[RFC] New generic graph storage format

Sat Sep 8 00:40:57 BST 2007

Sorry about the whacky full-quoted response; my mail client decided that
ctrl-V was 'send the mail'.

On Fri, 2007-09-07 at 14:58 -0700, Keir Mierle wrote:
> Get a coffee, you'll be done it before this message.

:)

> I think the design outlined above for graph storage is pretty
> reasonable, and by separating the TKI from the rest it should be
> straightforward to experiment with different designs. I've taken
> my 'vacation' to work on this, and I'd rather write code than
> instrumentation (I know, I should eat my vegtables). I'd rather
> experiment with different implementations than instrument the
> existing code. If someone wants to work on instrumentation in
> parallel with me, that'd be great.

Absolutely you should do the things that interest you; in all my
suggestions I'm really just trying to help ensure that what you end up
creating has as much of a win to it as possible. In the bzr project
we've taken a few steps that didn't consider as much of the
problem-space as we could have - they were all wins in one way or
another, but sometimes regressions too.

> > I think there are two things conflated here. The key being a tuple of
> > strings is not the same as the key being a tuple of subkeys. If you
> > think of a composite index in e.g. postgresql, a key in that index is
> > the entire tuple.
> 
> I am not planning on changing the current GraphIndex interface; I
> am planning on building it with my CompactGraph class.
> 
> Unless we store the raw string keys (rather than the tuples) in a
> separate place (allowing us to store the tuples as (keyID1,
> keyID2) where the mapping key->keyID is stored separately) , I see
> no reason to support tuples of keys in the layer which does
> serialization.

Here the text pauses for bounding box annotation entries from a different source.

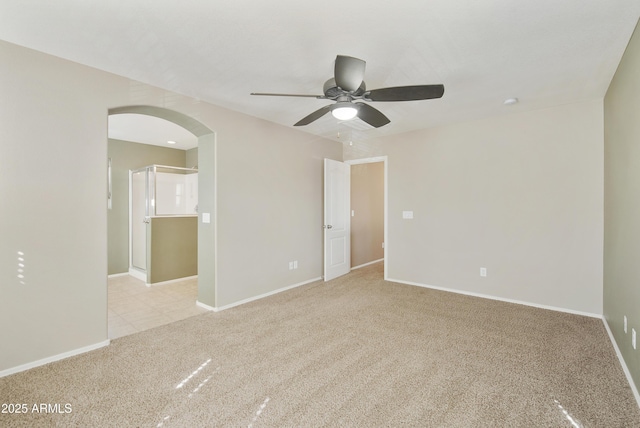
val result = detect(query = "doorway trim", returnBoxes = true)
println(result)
[344,155,389,281]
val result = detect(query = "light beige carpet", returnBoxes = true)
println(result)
[0,264,640,428]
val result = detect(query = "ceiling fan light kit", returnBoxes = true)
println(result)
[251,55,444,128]
[331,101,358,120]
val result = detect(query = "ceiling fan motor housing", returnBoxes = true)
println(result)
[322,77,367,100]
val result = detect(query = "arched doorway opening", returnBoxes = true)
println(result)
[108,106,216,338]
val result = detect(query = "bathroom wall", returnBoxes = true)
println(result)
[186,147,198,168]
[107,139,186,275]
[147,217,198,284]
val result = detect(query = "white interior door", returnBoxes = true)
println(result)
[324,159,351,281]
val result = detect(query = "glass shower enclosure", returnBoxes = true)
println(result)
[129,165,198,285]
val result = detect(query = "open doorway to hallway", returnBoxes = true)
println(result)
[347,156,387,278]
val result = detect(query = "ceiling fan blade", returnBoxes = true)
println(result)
[251,92,327,99]
[365,85,444,101]
[355,103,391,128]
[333,55,367,92]
[293,104,333,126]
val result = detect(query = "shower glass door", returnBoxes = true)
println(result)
[131,171,148,272]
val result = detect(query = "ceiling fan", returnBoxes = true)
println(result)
[251,55,444,128]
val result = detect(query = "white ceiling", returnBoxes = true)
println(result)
[0,0,640,145]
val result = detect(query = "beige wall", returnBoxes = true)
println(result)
[345,101,603,314]
[107,139,186,275]
[148,217,198,284]
[604,20,640,387]
[0,42,342,373]
[351,162,384,267]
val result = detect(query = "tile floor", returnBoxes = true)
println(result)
[108,275,207,339]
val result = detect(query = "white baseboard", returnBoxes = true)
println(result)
[602,316,640,407]
[107,272,129,278]
[212,277,322,312]
[146,275,198,287]
[351,258,384,270]
[129,268,147,284]
[196,300,216,311]
[386,278,602,318]
[0,340,111,378]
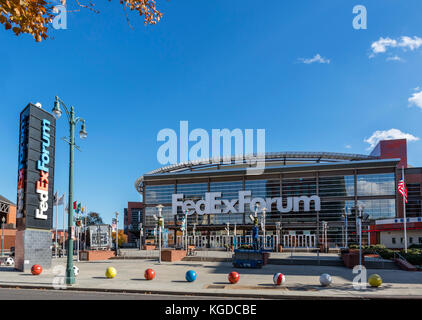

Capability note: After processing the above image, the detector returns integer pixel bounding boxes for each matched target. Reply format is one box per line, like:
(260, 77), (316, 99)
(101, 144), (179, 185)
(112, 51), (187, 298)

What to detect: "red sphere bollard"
(229, 271), (239, 283)
(144, 269), (155, 280)
(31, 264), (42, 276)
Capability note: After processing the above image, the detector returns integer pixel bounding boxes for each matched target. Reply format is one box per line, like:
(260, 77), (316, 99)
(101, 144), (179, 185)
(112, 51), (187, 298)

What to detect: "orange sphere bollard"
(229, 271), (239, 283)
(31, 264), (42, 276)
(144, 269), (155, 280)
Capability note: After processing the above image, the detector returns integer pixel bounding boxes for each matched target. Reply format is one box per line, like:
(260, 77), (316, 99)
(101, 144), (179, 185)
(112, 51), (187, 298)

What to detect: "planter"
(144, 244), (155, 250)
(161, 249), (186, 262)
(79, 250), (115, 261)
(342, 252), (365, 269)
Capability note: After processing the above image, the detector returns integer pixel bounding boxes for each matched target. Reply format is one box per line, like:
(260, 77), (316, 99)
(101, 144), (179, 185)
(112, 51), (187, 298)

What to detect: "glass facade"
(144, 173), (396, 228)
(357, 173), (395, 196)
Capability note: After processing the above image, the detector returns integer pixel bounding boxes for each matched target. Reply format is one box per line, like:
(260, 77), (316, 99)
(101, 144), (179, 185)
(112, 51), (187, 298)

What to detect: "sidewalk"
(0, 258), (422, 299)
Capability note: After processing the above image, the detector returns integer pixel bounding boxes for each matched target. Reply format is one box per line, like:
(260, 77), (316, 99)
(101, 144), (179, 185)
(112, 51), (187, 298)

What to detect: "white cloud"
(399, 36), (422, 51)
(299, 53), (331, 64)
(371, 37), (397, 53)
(385, 56), (403, 61)
(409, 87), (422, 109)
(369, 36), (422, 58)
(363, 129), (419, 150)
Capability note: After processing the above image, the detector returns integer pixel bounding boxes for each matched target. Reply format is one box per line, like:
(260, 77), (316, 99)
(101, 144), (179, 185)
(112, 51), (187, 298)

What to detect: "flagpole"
(84, 206), (88, 250)
(54, 191), (59, 259)
(62, 200), (66, 256)
(401, 166), (407, 253)
(76, 212), (80, 262)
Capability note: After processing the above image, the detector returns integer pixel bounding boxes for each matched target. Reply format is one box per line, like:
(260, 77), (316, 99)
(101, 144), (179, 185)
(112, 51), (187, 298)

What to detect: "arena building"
(130, 139), (422, 249)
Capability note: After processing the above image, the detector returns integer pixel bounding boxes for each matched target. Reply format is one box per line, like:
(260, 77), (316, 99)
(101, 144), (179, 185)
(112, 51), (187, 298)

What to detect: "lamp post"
(261, 207), (267, 249)
(1, 217), (6, 257)
(275, 221), (281, 252)
(115, 211), (119, 256)
(53, 96), (87, 284)
(183, 210), (188, 251)
(344, 207), (349, 248)
(358, 204), (363, 268)
(154, 204), (164, 263)
(139, 222), (144, 250)
(225, 222), (230, 251)
(192, 223), (196, 247)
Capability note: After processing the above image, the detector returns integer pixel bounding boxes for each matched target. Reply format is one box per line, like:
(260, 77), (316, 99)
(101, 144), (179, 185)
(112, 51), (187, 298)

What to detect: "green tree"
(0, 0), (163, 42)
(86, 212), (104, 226)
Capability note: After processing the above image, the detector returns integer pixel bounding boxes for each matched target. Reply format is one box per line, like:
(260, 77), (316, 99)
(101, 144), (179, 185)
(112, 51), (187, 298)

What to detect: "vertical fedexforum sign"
(16, 104), (56, 270)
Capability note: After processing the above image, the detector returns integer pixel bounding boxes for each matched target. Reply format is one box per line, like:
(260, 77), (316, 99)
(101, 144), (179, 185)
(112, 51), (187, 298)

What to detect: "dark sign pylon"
(15, 104), (56, 271)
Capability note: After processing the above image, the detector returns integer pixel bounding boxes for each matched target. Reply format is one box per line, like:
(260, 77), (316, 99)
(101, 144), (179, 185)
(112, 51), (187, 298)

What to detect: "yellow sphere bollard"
(106, 267), (117, 279)
(368, 274), (382, 287)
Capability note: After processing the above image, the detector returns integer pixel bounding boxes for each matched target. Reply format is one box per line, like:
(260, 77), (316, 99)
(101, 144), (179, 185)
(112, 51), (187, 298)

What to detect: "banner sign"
(172, 191), (321, 215)
(16, 104), (56, 230)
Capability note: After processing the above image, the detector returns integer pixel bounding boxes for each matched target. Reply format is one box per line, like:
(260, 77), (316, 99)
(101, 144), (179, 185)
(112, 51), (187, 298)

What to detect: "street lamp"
(115, 211), (119, 256)
(225, 222), (230, 251)
(261, 207), (267, 249)
(183, 210), (188, 251)
(1, 217), (6, 257)
(358, 204), (363, 268)
(275, 221), (281, 252)
(154, 204), (164, 263)
(52, 96), (87, 284)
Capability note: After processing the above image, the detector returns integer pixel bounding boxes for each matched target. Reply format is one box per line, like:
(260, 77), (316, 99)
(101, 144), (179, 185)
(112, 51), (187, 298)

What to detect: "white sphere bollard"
(319, 273), (333, 287)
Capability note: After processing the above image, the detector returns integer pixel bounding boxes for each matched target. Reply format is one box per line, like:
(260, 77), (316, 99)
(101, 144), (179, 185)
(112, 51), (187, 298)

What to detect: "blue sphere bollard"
(185, 270), (196, 282)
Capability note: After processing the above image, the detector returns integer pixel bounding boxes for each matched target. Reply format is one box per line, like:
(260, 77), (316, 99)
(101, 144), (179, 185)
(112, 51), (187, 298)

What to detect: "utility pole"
(261, 207), (267, 249)
(139, 222), (144, 250)
(154, 204), (164, 263)
(116, 211), (119, 256)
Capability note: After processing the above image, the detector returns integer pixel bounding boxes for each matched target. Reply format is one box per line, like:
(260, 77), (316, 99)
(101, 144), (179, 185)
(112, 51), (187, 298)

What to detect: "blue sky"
(0, 0), (422, 227)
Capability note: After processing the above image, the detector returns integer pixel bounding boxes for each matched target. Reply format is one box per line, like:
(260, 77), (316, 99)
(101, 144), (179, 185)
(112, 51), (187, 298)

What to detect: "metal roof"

It's still just k->v, k->k*. We can build tuples on
> top of that.

I think this is a valid choice, and I'm reassured that the client api
will still use tuple keys. Thanks. I just asked myself why I'd push the
awareness of tuples lower, and its because of several interacting
pressures - key prefix searches are one (but can be solved e.g. by
searching for the partially serialised key - one bytestring +
separator). Another is that much of the redundancy in the current
keyspace comes from the repeated fileid prefix in the tix file, and the
possibility of doing things like a separate key index for all the
graph's might be able to get better results if it (for example) used
pointers to each key element directly in the nodes.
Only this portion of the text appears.